Bien que le changement climatique et le réchauffement climatique induits par l’homme soient susceptibles d’être une cause croissante de stress thermique et de mortalité dans certaines régions, les recherches suggèrent que la planète devrait rester largement habitable jusqu’à ce que ce changement sismique de la masse continentale se produise dans un avenir lointain. Mais lorsque le supercontinent se formera, les résultats indiquent que seulement entre 8 et 16 % des terres seraient habitables pour les mammifères.

Le co-auteur, le Dr Eunice Lo, chercheur sur le changement climatique et la santé à l’Université de Bristol, a déclaré : « Il est d’une importance vitale de ne pas perdre de vue notre crise climatique actuelle, qui est le résultat des émissions humaines de gaz à effet de serre. prédisant une planète inhabitable dans 250 millions d’années, nous connaissons déjà aujourd’hui une chaleur extrême préjudiciable à la santé humaine. C’est pourquoi il est crucial d’atteindre le plus tôt possible zéro émission nette.

L’équipe internationale de scientifiques a appliqué des modèles climatiques, simulant les tendances de la température, du vent, de la pluie et de l’humidité pour le prochain supercontinent – ​​appelé Pangea Ultima – qui devrait se former dans les 250 millions d’années à venir. Pour estimer le niveau futur de CO2 l’équipe a utilisé des modèles de mouvement des plaques tectoniques, de chimie océanique et de biologie pour cartographier les entrées et sorties de CO2.

Le futur CO2 Les calculs ont été dirigés par le professeur Benjamin Mills de l’Université de Leeds, qui a déclaré : « Nous pensons que le CO2 pourrait passer d’environ 400 parties par million (ppm) aujourd’hui à plus de 600 ppm dans plusieurs millions d’années dans le futur. Bien sûr, cela suppose que les humains cesseront de brûler des combustibles fossiles, sinon nous verrons ces chiffres bien plus tôt. »

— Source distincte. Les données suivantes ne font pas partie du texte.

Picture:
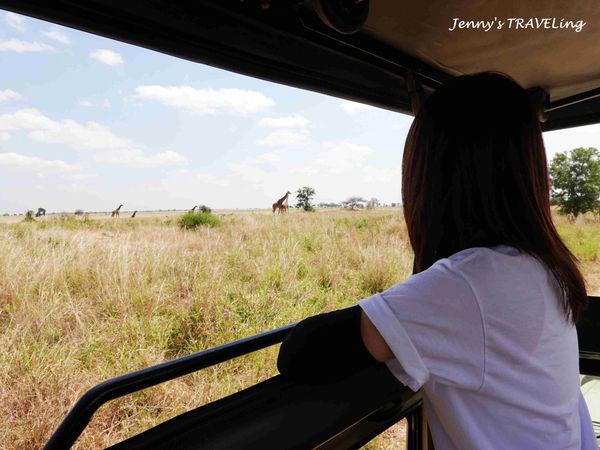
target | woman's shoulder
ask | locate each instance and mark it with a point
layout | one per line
(502, 263)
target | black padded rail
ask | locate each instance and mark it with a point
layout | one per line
(282, 415)
(284, 43)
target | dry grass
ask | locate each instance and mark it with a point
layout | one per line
(85, 300)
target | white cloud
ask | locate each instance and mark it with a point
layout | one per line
(108, 57)
(269, 157)
(108, 147)
(15, 21)
(8, 94)
(354, 107)
(41, 166)
(206, 101)
(336, 158)
(57, 35)
(296, 121)
(284, 138)
(19, 46)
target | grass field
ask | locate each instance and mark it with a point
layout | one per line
(86, 299)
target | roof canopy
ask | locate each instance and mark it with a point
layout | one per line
(287, 42)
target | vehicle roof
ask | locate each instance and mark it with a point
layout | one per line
(563, 61)
(286, 42)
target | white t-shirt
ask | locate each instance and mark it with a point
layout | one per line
(484, 335)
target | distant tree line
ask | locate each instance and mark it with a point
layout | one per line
(575, 177)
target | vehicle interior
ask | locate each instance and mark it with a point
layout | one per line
(383, 53)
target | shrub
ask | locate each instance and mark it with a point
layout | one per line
(29, 216)
(192, 220)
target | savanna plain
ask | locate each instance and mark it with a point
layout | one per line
(87, 298)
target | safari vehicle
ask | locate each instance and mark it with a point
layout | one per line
(385, 53)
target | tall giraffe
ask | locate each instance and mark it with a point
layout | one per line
(281, 205)
(115, 213)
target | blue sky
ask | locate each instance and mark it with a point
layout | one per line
(87, 122)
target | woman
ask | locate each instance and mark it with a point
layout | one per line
(486, 325)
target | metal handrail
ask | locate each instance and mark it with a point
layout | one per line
(80, 415)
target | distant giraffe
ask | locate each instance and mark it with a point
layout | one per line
(281, 204)
(115, 213)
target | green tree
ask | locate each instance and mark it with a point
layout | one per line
(304, 197)
(576, 181)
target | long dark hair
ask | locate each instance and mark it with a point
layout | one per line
(474, 174)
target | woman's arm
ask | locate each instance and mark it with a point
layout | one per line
(373, 341)
(331, 346)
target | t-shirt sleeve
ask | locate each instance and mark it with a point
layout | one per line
(434, 326)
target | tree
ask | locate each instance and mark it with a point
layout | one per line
(304, 197)
(575, 179)
(354, 202)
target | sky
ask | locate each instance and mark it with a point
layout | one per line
(89, 123)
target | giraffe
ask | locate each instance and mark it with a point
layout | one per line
(281, 204)
(115, 213)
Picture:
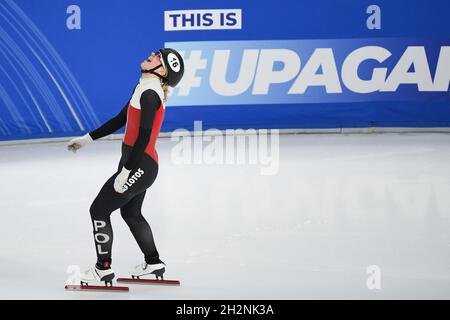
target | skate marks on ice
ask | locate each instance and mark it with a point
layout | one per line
(149, 281)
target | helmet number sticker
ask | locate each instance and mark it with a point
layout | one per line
(174, 63)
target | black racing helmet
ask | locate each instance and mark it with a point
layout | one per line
(174, 64)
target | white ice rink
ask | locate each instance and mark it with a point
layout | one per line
(339, 204)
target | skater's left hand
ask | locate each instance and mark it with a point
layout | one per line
(121, 179)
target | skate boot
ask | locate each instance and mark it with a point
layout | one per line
(95, 276)
(145, 269)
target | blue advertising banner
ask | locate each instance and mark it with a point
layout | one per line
(68, 66)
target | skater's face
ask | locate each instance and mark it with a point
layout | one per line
(152, 61)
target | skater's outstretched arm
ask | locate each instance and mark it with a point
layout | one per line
(112, 125)
(107, 128)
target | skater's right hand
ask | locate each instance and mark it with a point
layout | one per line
(77, 143)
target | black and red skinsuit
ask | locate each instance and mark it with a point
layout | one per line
(143, 116)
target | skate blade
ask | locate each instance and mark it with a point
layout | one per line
(149, 281)
(71, 287)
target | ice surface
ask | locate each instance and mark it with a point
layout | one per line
(339, 204)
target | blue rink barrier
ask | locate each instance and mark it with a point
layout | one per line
(66, 68)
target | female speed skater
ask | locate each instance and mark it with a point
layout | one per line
(138, 166)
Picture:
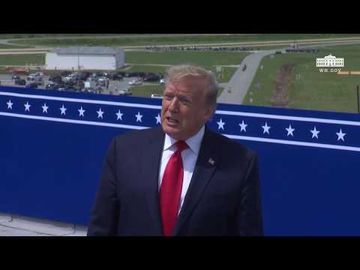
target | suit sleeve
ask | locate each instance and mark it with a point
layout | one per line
(249, 210)
(104, 216)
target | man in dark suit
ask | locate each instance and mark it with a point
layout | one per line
(179, 179)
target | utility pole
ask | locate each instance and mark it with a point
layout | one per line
(357, 90)
(78, 59)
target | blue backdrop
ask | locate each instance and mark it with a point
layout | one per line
(53, 145)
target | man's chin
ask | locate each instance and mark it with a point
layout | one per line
(172, 132)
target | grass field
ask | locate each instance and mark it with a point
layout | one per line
(158, 62)
(22, 59)
(309, 88)
(170, 39)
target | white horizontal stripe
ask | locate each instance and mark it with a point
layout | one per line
(53, 119)
(294, 118)
(318, 145)
(247, 138)
(90, 101)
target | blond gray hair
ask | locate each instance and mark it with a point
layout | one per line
(178, 72)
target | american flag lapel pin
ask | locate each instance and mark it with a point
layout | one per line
(211, 161)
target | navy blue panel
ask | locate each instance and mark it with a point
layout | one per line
(51, 158)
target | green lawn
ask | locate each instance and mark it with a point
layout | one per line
(146, 90)
(22, 59)
(309, 88)
(156, 39)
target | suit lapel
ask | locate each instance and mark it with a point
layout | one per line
(203, 171)
(151, 162)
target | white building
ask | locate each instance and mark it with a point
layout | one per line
(85, 58)
(330, 61)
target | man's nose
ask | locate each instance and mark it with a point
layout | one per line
(174, 104)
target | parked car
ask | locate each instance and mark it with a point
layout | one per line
(19, 81)
(136, 82)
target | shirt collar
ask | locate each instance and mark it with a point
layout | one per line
(193, 142)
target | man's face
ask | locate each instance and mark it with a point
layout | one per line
(184, 108)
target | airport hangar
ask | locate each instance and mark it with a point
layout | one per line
(85, 58)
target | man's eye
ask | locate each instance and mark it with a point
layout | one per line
(185, 101)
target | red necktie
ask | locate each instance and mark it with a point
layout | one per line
(170, 190)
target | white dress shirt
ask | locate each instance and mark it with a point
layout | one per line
(189, 157)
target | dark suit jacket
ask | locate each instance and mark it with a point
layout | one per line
(223, 197)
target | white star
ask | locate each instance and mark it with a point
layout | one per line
(290, 131)
(315, 133)
(266, 128)
(63, 110)
(158, 119)
(243, 126)
(9, 103)
(221, 124)
(341, 135)
(119, 115)
(81, 111)
(45, 107)
(100, 113)
(27, 106)
(138, 117)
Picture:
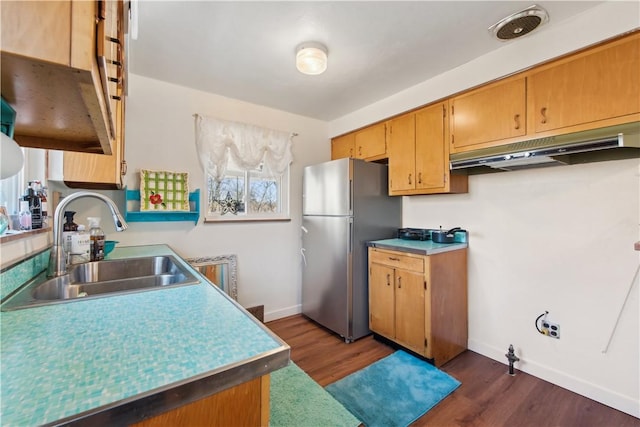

Le Dr Farnsworth, également professeur invité au Système terrestre, à l’environnement et aux ressources du plateau tibétain (TPESER), à l’Institut de recherche sur le plateau tibétain de l’Académie chinoise des sciences, a déclaré : « Les perspectives dans un avenir lointain semblent très sombres. Les niveaux de dioxyde de carbone pourraient être Le soleil devrait également émettre environ 2,5 % de rayonnement en plus et le supercontinent étant principalement situé dans les tropiques chauds et humides, une grande partie de la planète pourrait être confrontée à des températures comprises entre 40 et 70 °C.

« Ce travail souligne également qu’un monde situé dans la « zone habitable » d’un système solaire n’est peut-être pas le plus hospitalier pour les humains, selon que les continents sont dispersés, comme c’est le cas aujourd’hui, ou dans un grand supercontinent. »

En outre, la recherche illustre l’importance de la tectonique et de la configuration des continents lors de la recherche sur des planètes situées au-delà de notre système solaire, appelées exoplanètes. Même si la Terre sera encore dans la zone habitable dans 250 millions d’années, pour les mammifères, la formation d’un supercontinent avec une teneur élevée en dioxyde de carbone rendra la majeure partie du monde inhabitable. Les résultats suggèrent que la configuration de la masse continentale d’un monde lointain pourrait être un facteur clé pour déterminer dans quelle mesure il est habitable pour les humains.

La recherche faisait partie d’un projet financé par le Conseil britannique de recherche et d’innovation sur l’environnement naturel (UKRI NERC) qui portait sur les climats des supercontinents et les extinctions massives.